LURAY, Va. (CBS19 NEWS) -- Part of the Appalachian Trail in the Shenandoah National Park is currently closed to overnight camping.
The national park says this is due to recent incidents involving bears gaining access to camper food.
The closure extends from Riprap Trailhead to just south of Wildcat Ridge parking where the AT crosses Skyline Drive.
The park says the 2.5-mile camping closure does not impact any designated campsites or trail shelters or the trail itself. Only off-trail camping is affected.
At this time, there is no word on when the off-trail camping closure will be lifted.
According to a release, there have been two recent interactions involving black bears that gained access to food.
Hikers are advised to never approach or feed a bear, never store food or scented items in tents, and make sure a bear has an escape route.
They should also make noise such as speaking in an assertive voice, singing or clapping, and avoid making direct eye contact with the animal.
Do not run from a bear, but hikers should slowly back away, especially if the bear makes a series of huffing sounds, popping jaw sounds by snapping its jaws and swatting the ground, which are all signs the bear thinks the human is too close.
Bears may stand up on their back legs or move closer if curious and trying to get a better view or pick up a scent in the air.
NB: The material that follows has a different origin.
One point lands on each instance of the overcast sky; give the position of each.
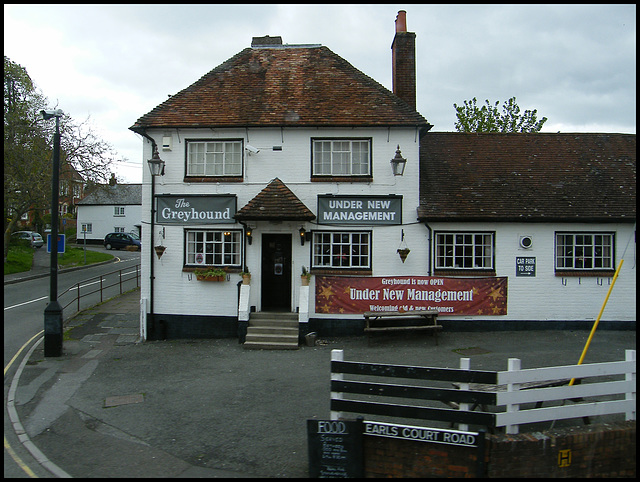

This is not usually considered threatening behavior.
If cornered, bears will sometimes “bluff charge” if they feel threatened or are trying to defend a food source. People should stand their ground while avoiding direct eye contact and then slowly back away.
To scare a bear away, people should make loud noises, such as banging pans together or using an air horn, and make themselves look big by waving their arms. If hiking with another person, stand close together with arms raised above the head.
Bear spray should be used only as a last resort and directly sprayed at the sensitive nasal and eye areas.
The release says, though rare, if a black bear attacks, people should fight back, aiming specifically for the animal's eyes and nose.